Dès lors, suivant le principe selon lequel « chaque caractère nouveau n’(est) que la métamorphose d’un caractère ancien »(14), nous pouvons avancer que la crise par laquelle passe le genre à travers le Nouveau Roman n’est que la continuation du valérysme et de la littérature qu’il avait influencée. En effet, les deux crises ont les mêmes postulats ou du moins les mêmes refus : le rejet des conventions romanesques du XIXsiècle, à savoir  l’intrigue, la chronologie linéaire qui organise la trame des événements et les personnages vivants et presque réels, et en second lieu l’illusion référentielle construite sous le signe de la vraisemblance.

 

 

Posté par : Sophia Dachraoui

Docteur en littérature française et philosophie.


 



 

(1)Voir Le Nouveau Roman, Paris, Seuil, 1973, où Jean Ricardou détaille la constitution du groupe dans ses étapes historiques, pp.  5-14.

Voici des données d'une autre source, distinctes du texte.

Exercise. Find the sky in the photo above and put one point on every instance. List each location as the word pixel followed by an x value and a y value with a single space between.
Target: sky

(2)Le Nouveau Roman, Paris, Ellipse, 1996, p. 3.

(3)Texte paru initialement dans le Magazine littéraire puis dans Le Voyageur, Mesnil-sur-L’Estrée, Olivier Corpet, 2001, p. 321.

(4)N. Sarraute, in Le monde des livres, 26 février 1993.

(5)Alain Robbe-Grillet, Pour un Nouveau Roman, Gallimard, Paris, 196,  p. 59.

(6)Le Nouvel Observateur,  22 mai 1957.

(7)Le Nouvel Observateur, article de Jérôme Garcin, septembre 1997.

(8)Ibid.

(9)Le Monde, août 2000.

(10)Histoire de la littérature française du XIXe  siècle ou les repentirs de la littérature, Paris, Honoré Champion, 2001, p. 139.

(11)Voir le titre de son livre : Le Nouveau Roman : une césure dans l’histoire du récit, Paris, Nathan, 2002.

(12)Ibid., p. 17.

(13)L’Art du roman, Paris, folio, 1986, p. 30.

(14)Marcel Proust, Du côté de chez Swann,op. cit., Paris, Gallimard, « Bibliothèque de la Pléiade », 1982,  p. 51.